I don't know if they will harm the bees, but they won't likely deter the woodchuck, either. At least they've never worked for me. If you find one that does work, please post the brand/model..

A fence is better.

Enj.


----------



## trapperdirk (Nov 3, 2013)

As a professional Wildlife Control Operator I can state with certainty that the Ultrasonic device will not work on the groundhog.

If you are in a rural area, shoot him. If not, you can use a cage trap. You may have to fence the garden first otherwise it will probably continue to hit the veggies that are outside the trap.

If it is legal, and you choose to re-locate the animal take him at least 12 miles away. Radio collar research has shown that they may return up to 8 miles. Sorry I don't have the Km conversion. Your provincial laws may stipulate exactly what you have to do so check them.

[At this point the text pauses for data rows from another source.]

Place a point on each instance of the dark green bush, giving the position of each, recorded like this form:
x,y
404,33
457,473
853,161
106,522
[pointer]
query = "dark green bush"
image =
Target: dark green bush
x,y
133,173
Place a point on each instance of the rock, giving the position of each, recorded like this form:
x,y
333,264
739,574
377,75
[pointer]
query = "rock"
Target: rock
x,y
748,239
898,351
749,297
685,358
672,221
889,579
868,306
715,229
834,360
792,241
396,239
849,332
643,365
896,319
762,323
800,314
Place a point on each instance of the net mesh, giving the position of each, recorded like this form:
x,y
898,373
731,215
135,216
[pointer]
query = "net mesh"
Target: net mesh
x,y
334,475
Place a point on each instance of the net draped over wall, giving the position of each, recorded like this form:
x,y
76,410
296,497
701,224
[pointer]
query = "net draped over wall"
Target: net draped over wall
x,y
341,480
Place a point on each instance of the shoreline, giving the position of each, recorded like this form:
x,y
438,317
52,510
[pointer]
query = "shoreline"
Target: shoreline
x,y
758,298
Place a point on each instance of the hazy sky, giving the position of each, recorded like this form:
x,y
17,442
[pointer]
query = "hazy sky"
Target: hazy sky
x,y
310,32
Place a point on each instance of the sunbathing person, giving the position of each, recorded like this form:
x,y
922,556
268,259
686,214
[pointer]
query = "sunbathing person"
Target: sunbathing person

Research has also shown that less than 15% of those that are relocated survive to the next spring so you would probably be saving it a miserable death by going ahead and euthanizing it.

Another option is to install electric fence. Use the tape rather than the wire. Install it with a slight twist about 3-4 inches off the ground with a strand about 3-4 inches above that. The twist causes the tape to turn as the animal crawls under it and makes good contact. Good contact means good shock. The only problem is if the groundhog goes the wrong way when hit. Sometimes you will end up with a groundhog trapped inside the wire.


----------



## FlowerPlanter (Aug 3, 2011)

I have tried an ultrasonic deterrents in my work shop in the past it did not work on insects or rodents as stated by manufacture.


----------



## usngunr (Feb 21, 2013)

doowylp said:


> Hello Beeks
> Does anyone have any experience with the effects of Ultrasonic Rodent Deterrents on honeybees? I have my hives next to a vegetable garden and a vegan Groundhog is cleaning up daily on my kale,lettuce zucchini,beans swiss chard etc etc. I don't want to harm the bees...can anyone help?? Thanks


Shoot, shovel, shut up.


----------



## AmericasBeekeeper (Jan 24, 2010)

Welcome!


----------



## Oldtimer (Jul 4, 2010)

They do not work and will not bother either the bees, or the groundhog. 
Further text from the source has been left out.